The other morning I literally had to "pump myself up" just to make breakfast in the morning. "You can do this Heather! Just keep moving, don't stop, you can do it!" When I have a busy day I find meaning and purpose in life and it makes me happy, but it wipes me out and the next day I have to recover. Stress is toxic to my body and I try very hard to keep it at bay and relax as much as I can, but I find myself wound up without even realizing it. How can I rest and digest if I'm in a constant state of worry? No wonder I have so many digestive issues.

But my digestive issues run deeper than that. If my problem truly is that I have been unable to properly digest foods that are nutrient rich, protein rich, mineral rich, vitamin rich, fiber resistant, and rich in healthy fats, then it explains why my bones have been underdeveloped, my iron low, my b vitamins low, my muscle tone poor, my hormones off, and my mental health at risk and unstable throughout my life.  I could digest simple carbs ok and store them, but I always felt like I was starving after a few hours and never understood why. I was depleting myself and didn't even know it.  After I stressed myself near to death in graduate school, my body had had it, and that's when I got dizzy spells, chronic head aches, blurred vision, foggy brain, and of course fatigue in addition to my "hypoglycemic complex" when I was eating sugar and simple carbs on a regular basis.  Since I've removed the simple carbs and eat much more of the proteins and nutrient dense foods, I have more opportunity to absorb them and my hair grows thicker, my muscles feel stronger, my depression is minimal to none, no more headaches or brain fog, but I still don't absorb them well!  Its a lot of work for my body so I'm still tired!  And I still have an excess of food in my gut and strange reactions to certain foods like gluten, dairy, peanuts, and soy. I can't gain weight, my stomach hurts often, and I'm bloated on a daily basis. If the answer is simply to have more hydrochloric acid in my stomach to help me digest large food molecules, I'll gladly take it. But I'm not going to just start taking that without doctor consultation, so I need to keep my appointment with the gastrointernalologist. I know I'm getting old and may be tired for a lot of the time the rest of my life, but I'm hopeful that not being so tired is something that will happen if I can figure out what is wrong with me and treat it.

But I'm tired.
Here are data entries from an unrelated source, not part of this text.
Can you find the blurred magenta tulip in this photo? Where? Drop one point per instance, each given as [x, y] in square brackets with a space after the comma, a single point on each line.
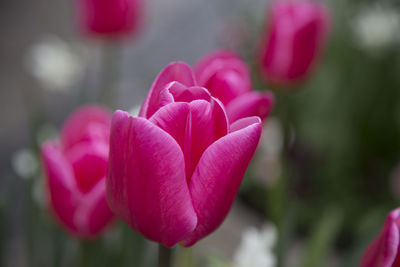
[384, 250]
[227, 78]
[75, 170]
[174, 171]
[109, 18]
[295, 35]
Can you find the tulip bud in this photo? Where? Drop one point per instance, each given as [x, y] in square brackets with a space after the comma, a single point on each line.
[295, 35]
[109, 18]
[384, 250]
[227, 77]
[174, 171]
[75, 168]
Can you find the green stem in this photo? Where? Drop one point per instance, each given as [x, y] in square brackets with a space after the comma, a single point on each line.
[164, 256]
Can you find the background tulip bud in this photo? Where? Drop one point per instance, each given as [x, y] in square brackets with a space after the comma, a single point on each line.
[174, 171]
[384, 250]
[295, 35]
[227, 77]
[109, 18]
[75, 170]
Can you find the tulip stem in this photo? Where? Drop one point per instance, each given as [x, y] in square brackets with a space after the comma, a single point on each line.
[164, 256]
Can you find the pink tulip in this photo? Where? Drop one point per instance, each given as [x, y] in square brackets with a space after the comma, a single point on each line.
[75, 170]
[227, 78]
[174, 171]
[109, 18]
[384, 250]
[295, 36]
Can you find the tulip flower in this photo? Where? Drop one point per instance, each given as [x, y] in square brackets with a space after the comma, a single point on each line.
[109, 18]
[75, 168]
[384, 250]
[174, 170]
[295, 35]
[227, 78]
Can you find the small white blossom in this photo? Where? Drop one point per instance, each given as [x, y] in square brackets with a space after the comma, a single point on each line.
[24, 163]
[256, 248]
[376, 28]
[55, 63]
[46, 132]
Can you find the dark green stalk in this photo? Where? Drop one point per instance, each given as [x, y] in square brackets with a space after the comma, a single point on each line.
[164, 256]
I have learned so much this past year about health and nutrition and myself, but I'm tired of trying and getting no where closer to the answer. If you've read my words you know I've had several different theories along the way. The Lord directed me to read the Anti Sugar book and I was convinced if I eliminated sugar I would get better. Then I read the anti gluten books and was certain if I got rid of gluten that would cure me. Dr. Curtis put my on the pancreatits track and I was 100% convinced that was it, and then to admit I didn't have enough of those symptoms and say "no that's not it" was humbling and conflicting. I had the ovarian cysts, maybe its all hormonal imbalance and I need hormone treatment or a hysterectomy? No that would cause more problems. Maybe if I get off dairy? Off meat? On supplements? Herbal antibiotics? I found out I had ulcers, so then I got on the "I have h-pylori" track. But the h-pylori tests all came back negative. I had a doctor tell me not to seek doctors and be grateful for the functionality I have. I've had friends tell me to go to the doctor until I figure it out. Maybe its just anxiety and if I stop stressing I will start digesting? I know that's only part of it.  I know I can't digest meat but I can't live without meat either. I've had a hard time, and I'm tired.

Family is life's greatest blessing. I'm grateful for my family no matter how tired I get. My Savior and the gospel have gotten me through all the confusing, tiring, difficult times in my life and I will be eternally grateful for that. Life is so precious and so fast, I'll keep going tired or not, until God sees fit to bring me home.  "Jesus Lover of my Soul Let me to thy bosom fly. While the nearer waters roll while the tempest still is high. Hide me O my Savior hid, Till the storm of life is past. Safe into the haven guide. Oh, receive my soul at last."